Now what do all of these software products have in common? The answer is that they are integrated with the FlashSystem 9100 storage architecture that includes support for key capabilities, such as data portability between private and public clouds, native DevOps capable, containerization support, and self-service-enabled, that go beyond traditional block-based applications.

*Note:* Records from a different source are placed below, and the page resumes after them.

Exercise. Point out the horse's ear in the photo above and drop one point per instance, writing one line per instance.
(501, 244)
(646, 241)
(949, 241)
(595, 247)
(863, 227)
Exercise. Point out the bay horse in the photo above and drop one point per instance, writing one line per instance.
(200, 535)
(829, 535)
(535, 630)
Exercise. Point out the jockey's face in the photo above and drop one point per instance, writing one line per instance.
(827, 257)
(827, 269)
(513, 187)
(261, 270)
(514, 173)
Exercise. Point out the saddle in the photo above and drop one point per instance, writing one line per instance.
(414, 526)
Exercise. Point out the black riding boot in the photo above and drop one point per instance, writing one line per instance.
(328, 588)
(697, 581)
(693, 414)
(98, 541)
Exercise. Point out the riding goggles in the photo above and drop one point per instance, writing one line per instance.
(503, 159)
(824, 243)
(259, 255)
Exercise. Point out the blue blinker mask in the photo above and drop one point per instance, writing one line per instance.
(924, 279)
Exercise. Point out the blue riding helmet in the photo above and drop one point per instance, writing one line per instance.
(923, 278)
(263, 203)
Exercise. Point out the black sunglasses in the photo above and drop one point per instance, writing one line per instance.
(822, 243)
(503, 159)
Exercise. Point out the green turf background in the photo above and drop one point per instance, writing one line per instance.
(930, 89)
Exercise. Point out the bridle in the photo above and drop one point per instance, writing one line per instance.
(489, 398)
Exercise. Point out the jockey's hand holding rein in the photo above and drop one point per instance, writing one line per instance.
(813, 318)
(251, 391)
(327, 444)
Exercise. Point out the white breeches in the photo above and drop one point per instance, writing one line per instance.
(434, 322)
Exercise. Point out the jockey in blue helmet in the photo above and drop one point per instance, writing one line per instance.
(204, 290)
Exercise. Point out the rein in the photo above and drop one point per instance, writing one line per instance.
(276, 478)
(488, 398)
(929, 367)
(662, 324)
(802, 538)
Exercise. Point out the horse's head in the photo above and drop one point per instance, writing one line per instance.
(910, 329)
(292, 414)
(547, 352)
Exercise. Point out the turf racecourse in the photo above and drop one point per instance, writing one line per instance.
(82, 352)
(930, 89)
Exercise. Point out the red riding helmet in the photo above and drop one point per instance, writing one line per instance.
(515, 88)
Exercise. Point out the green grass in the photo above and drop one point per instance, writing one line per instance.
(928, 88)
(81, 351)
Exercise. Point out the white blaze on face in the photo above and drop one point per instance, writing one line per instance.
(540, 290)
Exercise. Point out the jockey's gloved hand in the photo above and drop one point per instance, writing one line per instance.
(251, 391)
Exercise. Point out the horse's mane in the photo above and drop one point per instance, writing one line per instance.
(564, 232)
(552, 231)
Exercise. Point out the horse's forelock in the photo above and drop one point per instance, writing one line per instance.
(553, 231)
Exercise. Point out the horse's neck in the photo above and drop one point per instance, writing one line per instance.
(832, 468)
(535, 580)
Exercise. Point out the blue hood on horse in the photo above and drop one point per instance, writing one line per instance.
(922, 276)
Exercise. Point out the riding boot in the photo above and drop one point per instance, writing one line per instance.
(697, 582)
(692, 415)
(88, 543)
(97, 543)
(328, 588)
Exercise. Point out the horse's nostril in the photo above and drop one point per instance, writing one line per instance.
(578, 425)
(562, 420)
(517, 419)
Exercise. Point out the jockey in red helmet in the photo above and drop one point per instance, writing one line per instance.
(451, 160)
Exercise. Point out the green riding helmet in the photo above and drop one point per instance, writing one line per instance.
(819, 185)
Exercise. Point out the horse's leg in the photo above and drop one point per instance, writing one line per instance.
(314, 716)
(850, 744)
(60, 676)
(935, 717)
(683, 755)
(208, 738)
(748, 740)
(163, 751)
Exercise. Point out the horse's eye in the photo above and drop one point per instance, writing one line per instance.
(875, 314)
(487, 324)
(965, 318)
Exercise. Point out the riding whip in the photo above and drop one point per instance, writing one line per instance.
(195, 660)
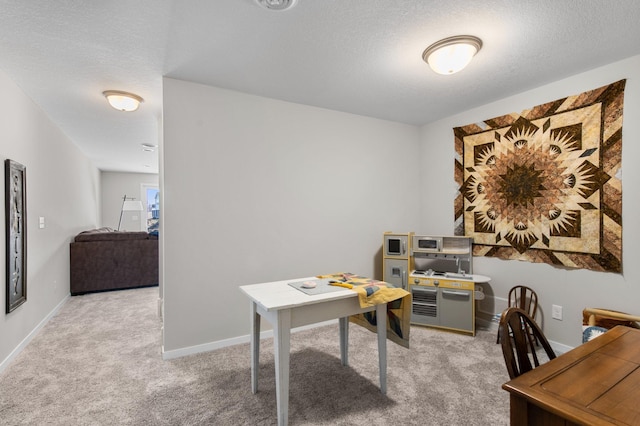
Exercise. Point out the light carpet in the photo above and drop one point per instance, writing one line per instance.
(98, 362)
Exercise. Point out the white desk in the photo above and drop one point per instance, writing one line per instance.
(285, 308)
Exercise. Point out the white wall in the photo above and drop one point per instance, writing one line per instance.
(63, 187)
(256, 190)
(116, 185)
(572, 289)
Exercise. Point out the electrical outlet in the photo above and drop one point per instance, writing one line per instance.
(556, 312)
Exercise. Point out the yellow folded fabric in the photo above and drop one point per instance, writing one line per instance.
(374, 292)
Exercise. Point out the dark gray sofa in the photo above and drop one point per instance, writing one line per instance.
(103, 259)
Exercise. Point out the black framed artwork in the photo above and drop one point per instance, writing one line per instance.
(16, 233)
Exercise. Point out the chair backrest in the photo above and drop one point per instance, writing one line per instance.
(524, 298)
(519, 332)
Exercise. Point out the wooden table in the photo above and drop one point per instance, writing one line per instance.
(597, 383)
(286, 307)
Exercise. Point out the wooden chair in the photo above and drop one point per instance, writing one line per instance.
(524, 298)
(520, 333)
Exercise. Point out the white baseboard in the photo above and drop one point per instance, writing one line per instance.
(32, 334)
(212, 346)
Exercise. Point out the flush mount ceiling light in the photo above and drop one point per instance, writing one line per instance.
(123, 101)
(276, 4)
(452, 54)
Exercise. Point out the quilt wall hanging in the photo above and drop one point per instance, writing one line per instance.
(545, 185)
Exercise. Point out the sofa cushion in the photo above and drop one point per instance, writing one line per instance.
(108, 234)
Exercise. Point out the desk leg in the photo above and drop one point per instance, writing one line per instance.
(282, 345)
(381, 320)
(344, 341)
(255, 346)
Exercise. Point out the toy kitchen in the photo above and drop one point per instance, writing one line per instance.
(438, 272)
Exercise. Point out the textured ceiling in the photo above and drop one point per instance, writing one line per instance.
(357, 56)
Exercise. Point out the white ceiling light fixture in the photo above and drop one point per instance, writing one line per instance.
(277, 4)
(123, 101)
(452, 54)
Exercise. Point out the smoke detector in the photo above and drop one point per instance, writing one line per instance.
(277, 4)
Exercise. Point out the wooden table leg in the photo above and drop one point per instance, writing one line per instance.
(282, 345)
(255, 346)
(381, 320)
(344, 340)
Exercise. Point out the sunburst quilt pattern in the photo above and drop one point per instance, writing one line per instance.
(545, 185)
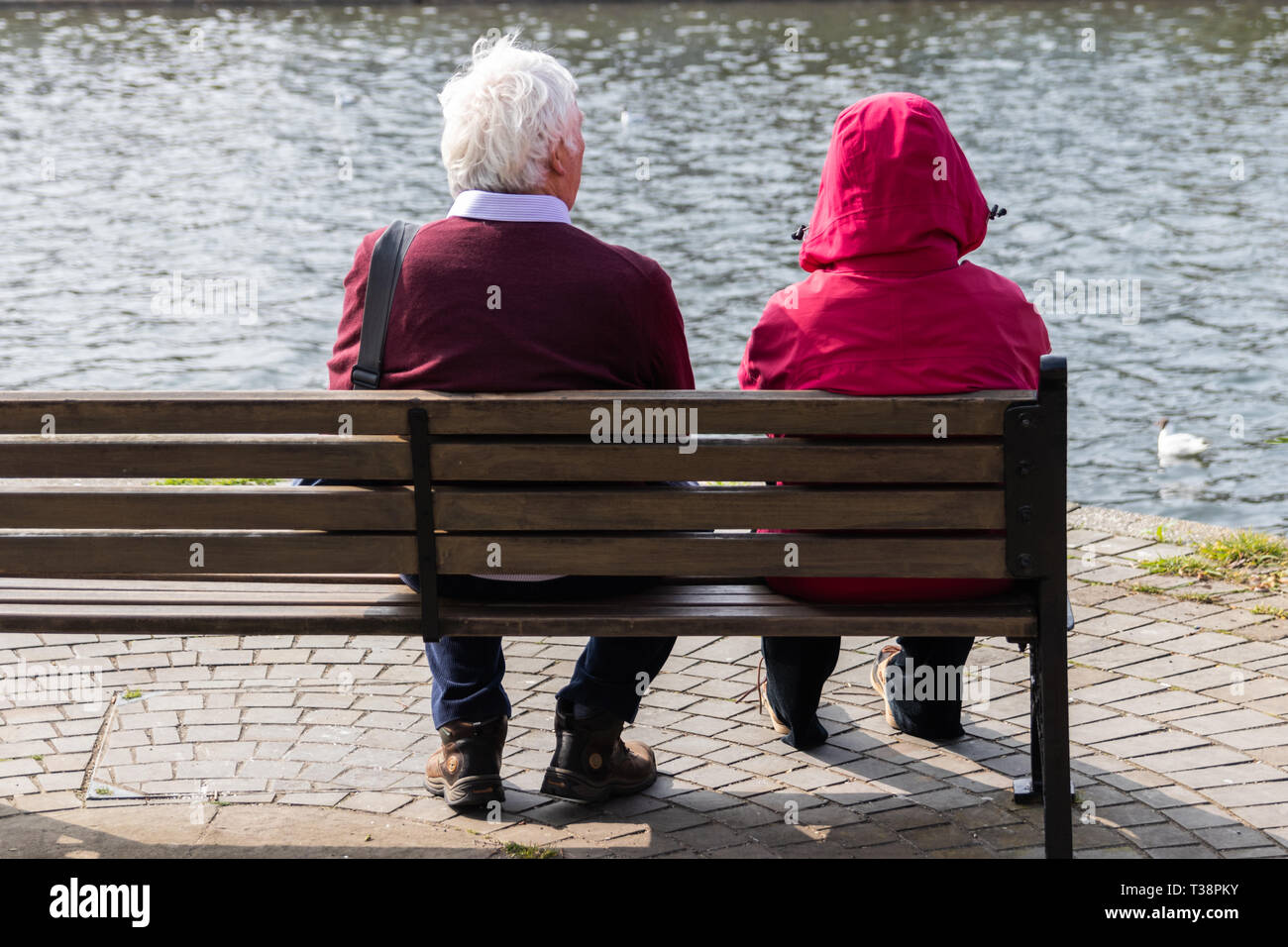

IBM states that modern IT organizations face three major challenges in the multi-cloud world that these software products address in conjunction with the FlashSystem 9100 addresses. The first is the need to modernize traditional applications in private clouds, which bring the agility, flexibility, and cost effectiveness of a public cloud, while at the same time being able to extend seamlessly to and leverage public clouds as appropriate. The second is to be able to adopt successfully new data-driven applications, such as big data and a host of analytically-oriented applications. The third is the ability to modernize applications, such as containerization in private clouds that use agile development approaches with full portability that leverages the public cloud infrastructure. The multi-cloud world is here to stay and the FlashSystem 9100 has been designed to play effectively in that world.

The IBM FlashSystem passes the litmus tests of reliability and pricing with flying colors

All of the above attests to the power of the FlashSystem 9100, but IT organizations also want to know about issues, such as reliability and pricing. On the reliability front, IBM guarantees 100% data availability for users of HyperSwap, which is a Spectrum Virtualize capability that is used in a dual-site, active-active environment. In addition, IBM offers a seven-year life on the FlashCore media itself while on warranty or extended maintenance, which should end any concern over read/write endurance.

Pricing deals with many factors, such as total cost of ownership. However, IBM believes in current customer retention and providing enticements to attract new customers for whom the multi-cloud world presents challenges that the FlashSystem 9100 can solve. Therefore, the price of the current V9000 and a 9100 are roughly equivalent. For example, if a V9000’s warranty period has expired and an IT organization is willing to buy three years of maintenance support on the system, then it could acquire a new 9100 with its warranty for approximately the same price. Now, IT would have to migrate its data to the new array, but since Spectrum Virtualize is used on both systems, that data migration could be made non-disruptively. That is what is called a good deal.

Mesabi musings

What’s not to like about IBM’s new FlashSystem 9100? NVMe-accelerated performance, solid data reduction, starting with compression, multi-cloud functionality to deal with the world that IT organizations now must face more and more each day, and multiple PB capabilities to name just a few — and all this in only a 2U box!

As a side note, NVMe at the storage device level in all-flash systems drives a final nail in the coffin for the use of hard disks for Tier 1 production storage. On the positive side, enterprise-class NVMe storage is the way to go in the rapidly growing multi-cloud world and the IBM FlashSystem 9100 is a clear illustration of why that is the case.